Friday, May 30, 2014

But It Really Happened That Way

There are any number of reasons behind your decision to put down a book or story you're reading with the certain belief that you will not return to it. When you shift the focus to a play, the point of departure comes with the decision not to return after the first act intermission.  If you find yourself turning grouchy or tired or, worse yet, bored, at a motion picture, there is no need to wait.

Over the years, and in direct proportion to your sense of familiarity with the craft of composition for your own work, you've built up an impressive list of "things not to do." In your reading of other writers or your presence at a play or film, you eager to enter the story, otherwise you would not have picked up the book or magazine or entered the theater.  
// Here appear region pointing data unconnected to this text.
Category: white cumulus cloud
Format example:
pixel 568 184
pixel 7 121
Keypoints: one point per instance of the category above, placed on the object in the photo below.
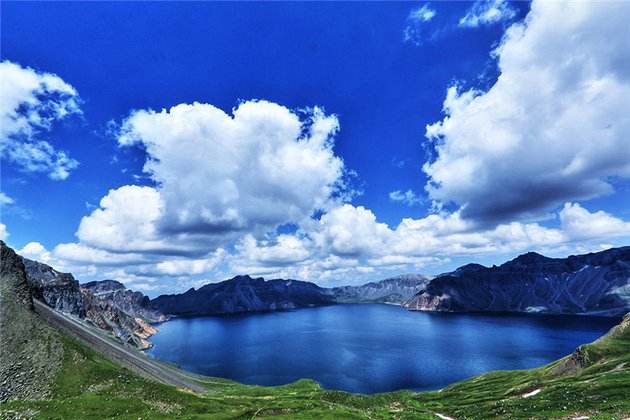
pixel 30 102
pixel 408 197
pixel 554 127
pixel 487 12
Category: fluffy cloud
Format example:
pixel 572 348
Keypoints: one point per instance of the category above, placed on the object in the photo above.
pixel 408 197
pixel 487 12
pixel 579 223
pixel 415 30
pixel 30 102
pixel 554 127
pixel 247 172
pixel 350 231
pixel 422 14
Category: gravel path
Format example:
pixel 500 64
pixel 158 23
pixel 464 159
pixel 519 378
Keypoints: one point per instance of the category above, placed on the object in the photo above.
pixel 129 358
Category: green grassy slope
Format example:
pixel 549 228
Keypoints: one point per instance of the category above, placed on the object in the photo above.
pixel 90 386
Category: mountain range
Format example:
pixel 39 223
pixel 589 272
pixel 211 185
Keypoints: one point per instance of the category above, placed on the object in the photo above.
pixel 590 284
pixel 106 304
pixel 52 366
pixel 249 294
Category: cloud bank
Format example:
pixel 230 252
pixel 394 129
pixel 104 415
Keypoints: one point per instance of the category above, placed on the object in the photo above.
pixel 554 127
pixel 30 102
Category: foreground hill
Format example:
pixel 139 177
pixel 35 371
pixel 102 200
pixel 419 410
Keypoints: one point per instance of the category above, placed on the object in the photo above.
pixel 594 284
pixel 80 379
pixel 106 304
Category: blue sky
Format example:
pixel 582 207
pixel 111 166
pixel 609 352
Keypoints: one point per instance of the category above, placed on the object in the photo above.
pixel 381 71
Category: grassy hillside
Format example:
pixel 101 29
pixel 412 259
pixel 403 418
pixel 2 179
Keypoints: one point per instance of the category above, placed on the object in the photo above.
pixel 90 386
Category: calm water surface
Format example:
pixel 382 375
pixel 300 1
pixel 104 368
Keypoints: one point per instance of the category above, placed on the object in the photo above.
pixel 368 348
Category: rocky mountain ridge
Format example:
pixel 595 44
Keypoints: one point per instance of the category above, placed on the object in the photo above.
pixel 243 294
pixel 394 290
pixel 107 305
pixel 249 294
pixel 590 284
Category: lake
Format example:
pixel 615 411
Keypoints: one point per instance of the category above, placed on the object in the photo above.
pixel 368 348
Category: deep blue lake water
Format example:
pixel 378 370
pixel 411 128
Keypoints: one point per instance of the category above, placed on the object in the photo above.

When beginnings cause you to become aware of, then start score of the things not to do, you have begun to question something the eighteenth-century critic and poet, Samuel Taylor Coleridge referred to as the willing suspension of disbelief.  You are, in effect, thinking things about the story you ought not to be thinking.  You are in fact shifting from suspending disbelief to the point of bringing it on.

A writer you have learned a great many things from in one epic meeting, where you were trying to get him to shift from his current massmarket reprint publisher to the publisher you represented, was not an eloquent writer, which would have added even more weight to his ability as a storyteller.  

Because he was such a gifted storyteller, he could leave eloquence to lesser storytellers.  You've read a number of his Westerns.  You read them because you believed him.  And because of the one, long, epic meeting, you believed you would learn things about storytelling from him.

Belief in the characters, their goals, the setting, and the outcome is an essential to story.  With no reason to believe, all you see is an endless tide of events, most of these told or described rather than being dramatized and evocative, two qualities you're able to identify in story that engages you.

Your experiences as an editor and teacher have been enhanced by your reading of legions of manuscripts where your belief was altogether lacking or missing to a noticeable degree.  Your experiences as a reviser of your own writing added weight to your impatience with your own lesser drafts, eager for those editorial meetings with your writing self, where it was necessary to ask you what was going on here in the most literal sense.

You've had a good deal of experience with pointing out a scene or motivation or goal for which you had little or no belief. And your experience continues with being told one of the things that causes you to cringe, "But it really happened that way."

The only time you want to hear that is when the matter at hand is a documentary, a dramatic narrative, but not a story.  If the event or person is being yanked from actual history into actual fiction, there is bound to be some disconnect because the writer is describing rather than trying to capture and encourage the growth and multifarious nature of the character.

Because an event took place in reality, there is no guarantee that the event has story elements, nor is there some contractual agreement with the fates that the element will be believable.  Thus we come to the irony of a made-up event being as much or more apt to convey a sense of being real and believable.

From time to time you'll hear a few exchanges of conversation that send you scurrying for your pen to record those lines, the words and their intensity causing you to imagine scenarios at some remove from the individual speaking them.  This is a good thing because these real persons would likely get in the way of the patchwork quilt characters you could make of your own creations.  The less you see of the actual sources, the better because you are not at all likely then to be influenced by the real thing.

Real is event.  Story is a domino, tilted on its end to make its center of gravity higher and less stable.  Story is a finite number of dominoes, but the number cannot be known until the story is finished, looked at with a  critical eye, then checked with great care to make sure the characters do not do things from passionless logic.

You could and have taken this inherent irony one step more by wondering how you are affected when what is real is not believable and what is invented seems more in keeping with what seems true.  One result is that you tend not to see individuals in terms of non- causal relationships, where they exist from one event to the next and are less easy to take in as real.  Another result is how you see most individuals as in some kind of deliberate or helpless motion, borne onward by what happened in the past as it triggers causal and immediate consequences.

This would suggest you see most individuals as Sisyphus surrogates, destined to meaningless and repetitive circumstances.  But for you this is where story begins.  Someone wanting out.  Someone saying  No, I believe I'll try it this way instead.

You believe it begs the issue to stop the argument at the point where the writer must believe the character or the event.  Doing so makes the writer too literal minded, looking for things that really happened.  Story you can believe in is story that has not yet happened.  That is why you read.  That is why you write.